Friday, August 29, 2014

return to calgary


i think it's safe to say that this space is updated pretty sporadically. the last few times i posted were videos that were taken during a pretty fun time in my life. it was the beginning of my last semester of undergrad! while there were lots of challenges during my last semester, i walked the stage in june! that felt fantastic. my hard work paid off. my degree is now hanging on the basement wall of my parents house. i spent the last few months working full-time at the boutique, and spending as much time as possible on the ottawa patios with friends.

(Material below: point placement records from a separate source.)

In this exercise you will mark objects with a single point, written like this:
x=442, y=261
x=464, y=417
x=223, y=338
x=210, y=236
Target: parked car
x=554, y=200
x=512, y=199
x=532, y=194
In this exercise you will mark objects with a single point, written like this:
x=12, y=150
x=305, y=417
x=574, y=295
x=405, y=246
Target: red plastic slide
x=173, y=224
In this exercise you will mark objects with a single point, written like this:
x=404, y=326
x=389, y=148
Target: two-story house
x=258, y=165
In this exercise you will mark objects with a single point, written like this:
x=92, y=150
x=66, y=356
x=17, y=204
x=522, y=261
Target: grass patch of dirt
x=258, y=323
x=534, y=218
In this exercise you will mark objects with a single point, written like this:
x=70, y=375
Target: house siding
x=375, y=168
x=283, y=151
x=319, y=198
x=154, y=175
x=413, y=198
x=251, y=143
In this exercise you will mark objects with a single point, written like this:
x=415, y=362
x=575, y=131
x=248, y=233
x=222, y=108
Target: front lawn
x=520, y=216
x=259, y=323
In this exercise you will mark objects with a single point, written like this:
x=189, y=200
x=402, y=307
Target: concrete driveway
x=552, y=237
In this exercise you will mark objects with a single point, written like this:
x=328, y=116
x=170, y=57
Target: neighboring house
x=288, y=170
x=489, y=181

at the end of july my dad flew back out to ottawa, and we packed up a rental car with all of my belongings. my life in an SUV. we took 4 days to drive from ottawa to calgary. it was a long drive (especially with small pets) but enjoyable. we listened to a lot of podcasts and chatted about life. since i got back, i've been slowly re-organizing my place in my parents house—my house once again. i started to get bored pretty quickly and started applying for jobs. within two weeks, i was employed. i didn't think it would happen that quickly! i was hoping to have a job for september first.

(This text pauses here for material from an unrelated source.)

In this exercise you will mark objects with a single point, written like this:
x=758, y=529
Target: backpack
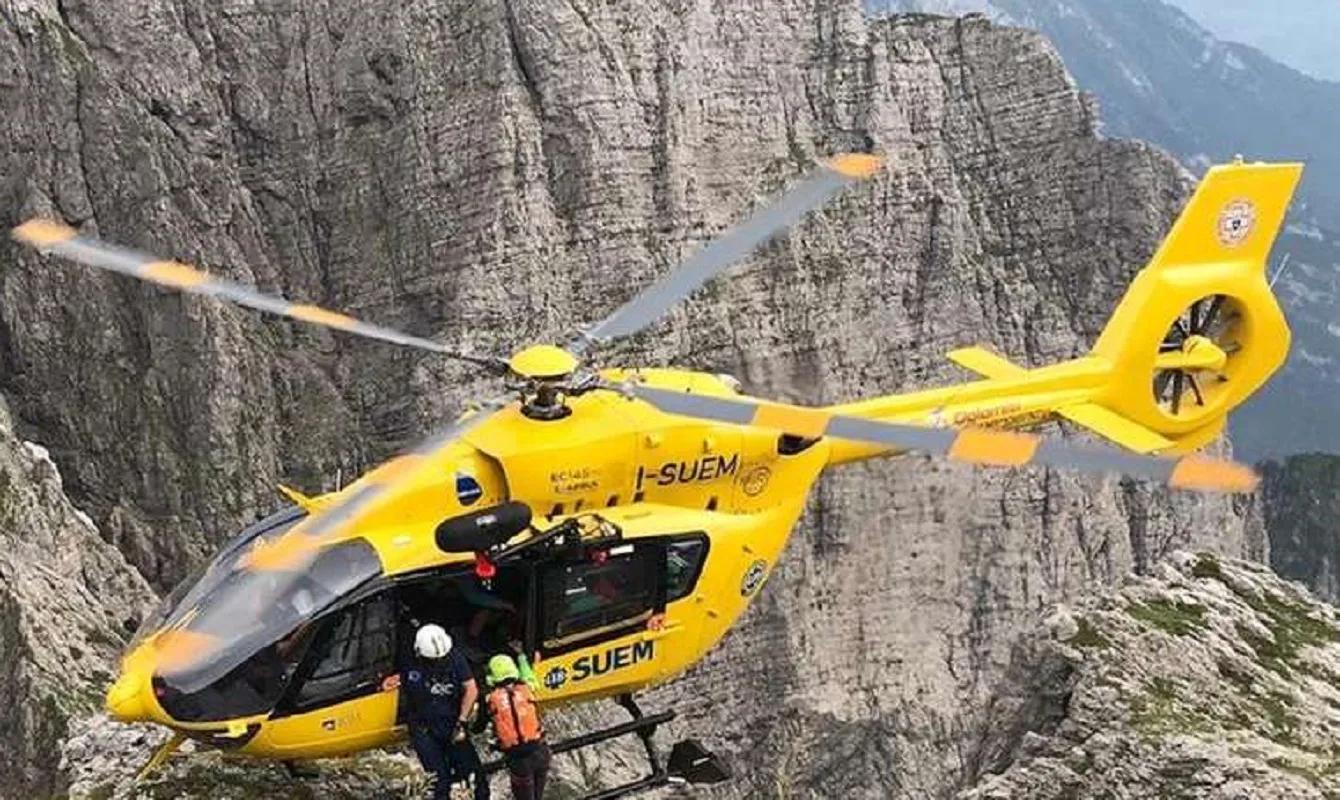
x=516, y=720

i started my job last week. it's challenging work, but is within my field. i can actually say that now. "my field". feels pretty weird saying that. it's weird not going back to school this fall, and even weirder to be working a full-time job that isn't retail. i am working strange hours and strange days, but it feels right. it's what i'm meant to be doing in this stage and season of my life.

being back home is an adjustment. there's no other way to say it. i feel like i've left a life behind and am starting anew. i'm hoping to have more to share soon on this blog, as well as the shared blog i write with my best friend. see ya next time!

Wednesday, February 5, 2014


on the weekends, my friends and i often meet up for breakfast. typically, we plan for around 9 o'clock, and end up going around 1130. we plan early to be ambitious, but end up being too tired to get up to go in the morning. 

we've deduced our breakfast meetings to this: somebody is always late, and somebody always brings a friend. 

a couple weekends ago, we had our biggest breakfast group yet—and this is what enfolded. say hello to 'THE BREAKFAST CLUB'. this first episode is starring peter, telling an unbelievable, yet believable anecdote about a ferret. 

thanks peter (and gang) for letting me film your lovely faces and posting it on the internet!